Brasil ostenta uma capacidade instalada de 215 GW em julho de 2025, com destaque para a energia eólica (16%) e solar (28%), totalizando 44% da matriz energética. A carga média anual estimada para 2025 é de 83,2 GW médios, representando o consumo efetivo, enquanto a carga máxima em picos de demanda no Sistema Interligado Nacional (SIN) pode superar 100 GW.
Apesar da robustez dos números, produtores de energia renovável enfrentam dificuldades crescentes para despachar a energia gerada, devido à incapacidade do sistema de absorver toda essa produção. Esse fenômeno, conhecido como “Curtailment”, implica na redução ou corte da produção quando a geração excede a capacidade de consumo ou transmissão, resultando em desperdício de energia limpa.

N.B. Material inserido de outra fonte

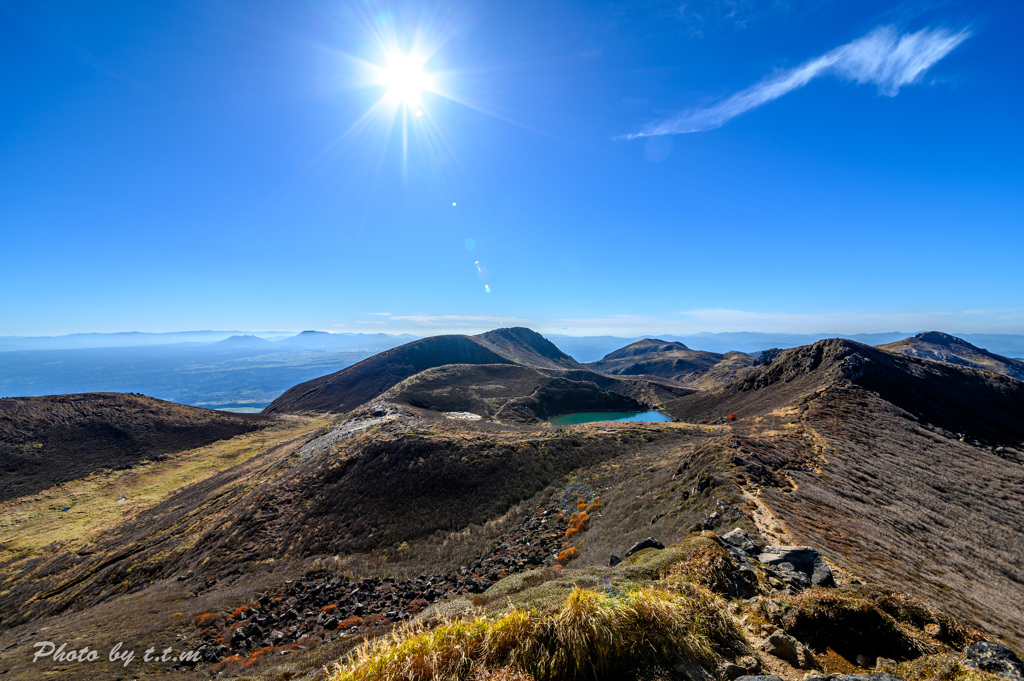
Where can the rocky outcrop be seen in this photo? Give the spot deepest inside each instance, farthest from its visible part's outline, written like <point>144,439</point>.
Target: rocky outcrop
<point>801,561</point>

Em 10 de agosto, o Operador Nacional do Sistema Elétrico (ONS) precisou desligar toda a geração eólica e solar centralizada para manter o equilíbrio do sistema em 60Hz, ação que gerou debates acalorados em um setor que cresceu impulsionado por subsídios.

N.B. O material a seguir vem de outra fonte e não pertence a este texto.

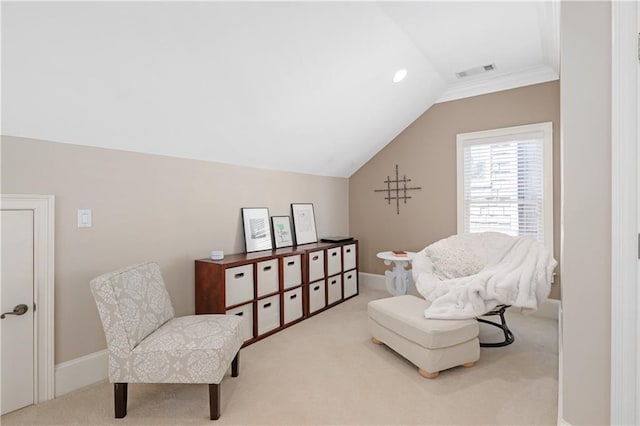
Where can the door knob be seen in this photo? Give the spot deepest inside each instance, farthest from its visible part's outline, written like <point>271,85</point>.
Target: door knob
<point>20,309</point>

O aumento dos subsídios incentivou a instalação de usinas, principalmente a geração distribuída (GD). A baixa demanda obriga o operador do sistema a controlar o sistema e cortar a geração de fontes com despacho centralizado. Há uma sobreoferta de energia, com um crescimento exponencial da Micro e Minigeração Distribuída (MMGD), que já soma 42,1 GW instalados.
O ONS reconhece que a MMGD representa um avanço para a diversificação e sustentabilidade da matriz elétrica, mas impõe desafios à operação diária, principalmente em relação à previsibilidade e disponibilidade dessas fontes ao longo do dia.

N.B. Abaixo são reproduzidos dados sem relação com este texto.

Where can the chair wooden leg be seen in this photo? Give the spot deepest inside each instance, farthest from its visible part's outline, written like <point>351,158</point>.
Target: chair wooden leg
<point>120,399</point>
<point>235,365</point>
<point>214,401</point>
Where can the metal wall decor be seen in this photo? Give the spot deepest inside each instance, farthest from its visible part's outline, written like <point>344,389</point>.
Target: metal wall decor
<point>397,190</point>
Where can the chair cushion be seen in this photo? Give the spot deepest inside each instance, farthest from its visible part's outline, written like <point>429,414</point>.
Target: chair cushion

A expansão dos subsídios, iniciada em 2010, permitiu a inclusão de fontes alternativas como a eólica nos leilões de energia, com condições especiais. O consumidor regulado, por sua vez, passou a arcar com esses subsídios através da Conta de Desenvolvimento Energético (CDE). Incentivos financeiros e fiscais, como linhas de financiamento com juros reduzidos, isenção de impostos em alguns estados e a isenção de impostos federais para equipamentos solares até 2026, potencializaram essa situação.
Dados do ONS indicam que o parque de energias renováveis (solar, eólica e MMGD) soma 93.924,7 MW, representando 38,7% do total, com a MMGD liderando o crescimento, atingindo 17,6%. A previsão é que a MMGD alcance 65.138 MW (24,2%) em 2029, superando a eólica e solar em parques de geração, cuja previsão é de 36.128 MW.